Lundi, le gardien de la paix Sébastien Gaillemin, 41 ans, qui était sur place, et Stéphanie Klein, 38 ans, qui était au standard du commissariat, comparaissent pour non-assistance à personne en danger. Ils encourent au maximum cinq ans de prison et 75.000 euros d?amende.
Une manifestation mercredi, ainsi que des rassemblements quotidiens devant le tribunal, le temps du procès, ont été annoncés par un collectif anti-police proche de certains groupes radicaux d'opposants au projet d'aéroport de Notre-Dame-des-Landes, situé entre Rennes et Nantes.
Selon l'avocat des policiers Me Daniel Merchat "les éléments constitutifs de la non-assistance à personne en danger ne sont pas réunis". "Mes clients n'ont jamais eu la certitude qu'il y avait des individus dans le site", a-t-il assuré avant le procès.
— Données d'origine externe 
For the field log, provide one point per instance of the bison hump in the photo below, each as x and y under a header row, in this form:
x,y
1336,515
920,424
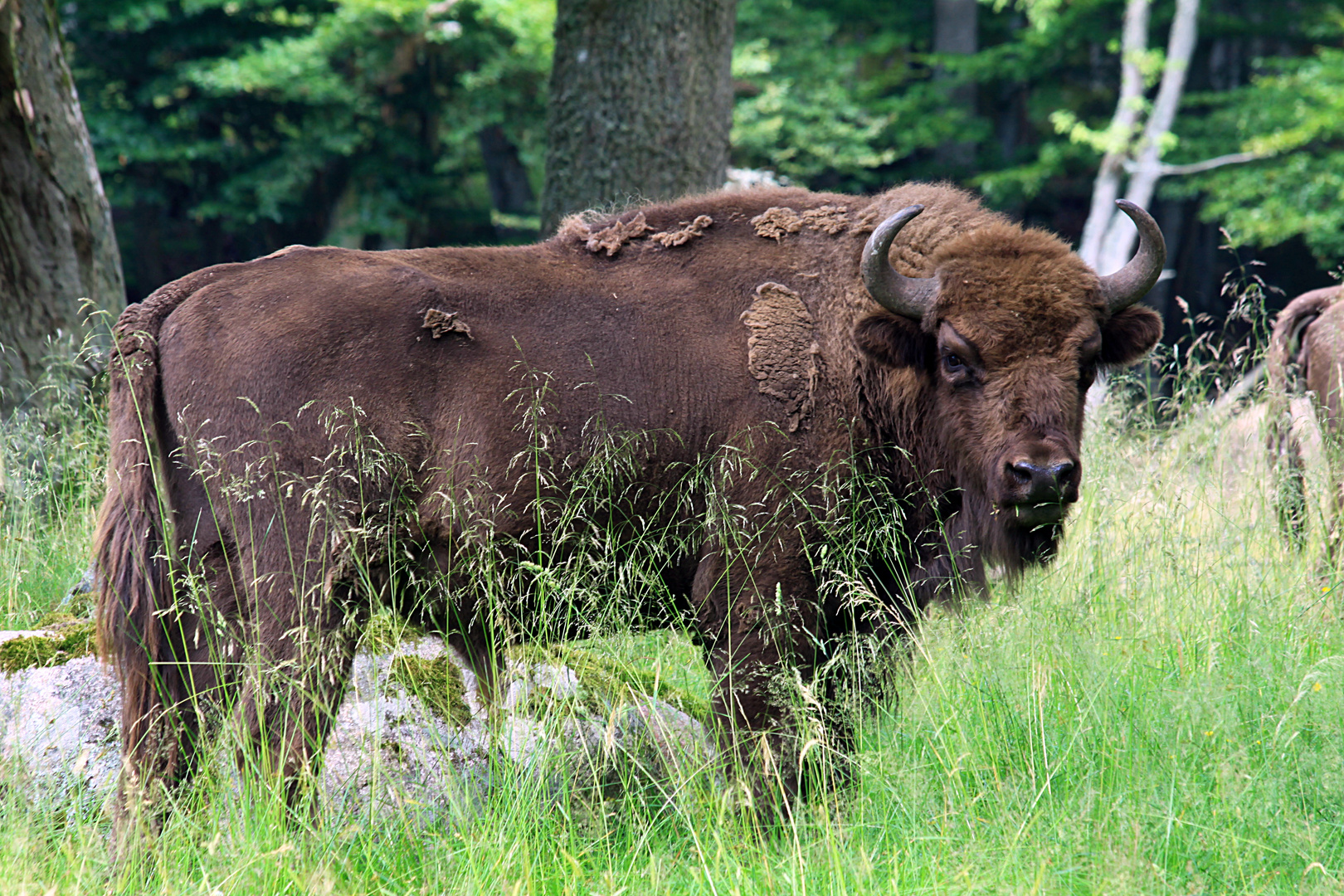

Mais pour Me Jean-Pierre Mignard, avocat des familles, "les trois gosses sont des victimes, deux d'entre eux sont morts dans des conditions atroces. Et cela aurait pu être évité".
Dix ans d'attente
L'avocat critique la longue procédure judiciaire qui a abouti à ce procès. Pour lui, "il y a eu une volonté d'exténuer cette procédure en la retardant au maximum. Ça a failli réussir".
Mais finalement tous se félicitent que ce procès ait enfin lieu, pour mettre fin à une si longue attente et obtenir des réponses.
Car derrière "un sentiment de colère et d'incompréhension" toujours vif, "on veut savoir ce qui s'est réellement passé", a expliqué à l'AFP Siyakha Traoré, le grand-frère de Bouna.
"Ça fait dix ans qu'on attend ce procès", rappelle Adel Benna, le grand-frère de Zyed. "Il y a beaucoup de zones d'ombres. On n'arrive pas à comprendre", explique-t-il.
Même du côté des policiers, ce procès est attendu. "Mes clients sont soulagés de pouvoir être enfin entendus, parce qu'ils ont la conviction de n'avoir commis aucune faute, aucune erreur", a expliqué Me Merchat.
Il rappelle que depuis les faits les deux policiers sont toujours en fonction: "l'inspection générale de la police nationale n'a relevé aucune faute à leur encontre. Il n'y a pas eu de procédure disciplinaire".
Dix années d'attente auront été nécessaires pour parvenir à ce procès. Dans ce dossier les parquets successifs, de Bobigny à Rennes, ont toujours soutenu le non-lieu.
Mais ce sont les juges d'instruction de Bobigny, qui avaient rendu en octobre 2010 une ordonnance renvoyant les deux fonctionnaires de police devant le tribunal correctionnel pour non-assistance à personne en danger, qui auront finalement le dernier mot.
La chambre de l'instruction de la cour d'appel de Rennes suivra leur avis et renverra les deux policiers devant le tribunal correctionnel de Rennes.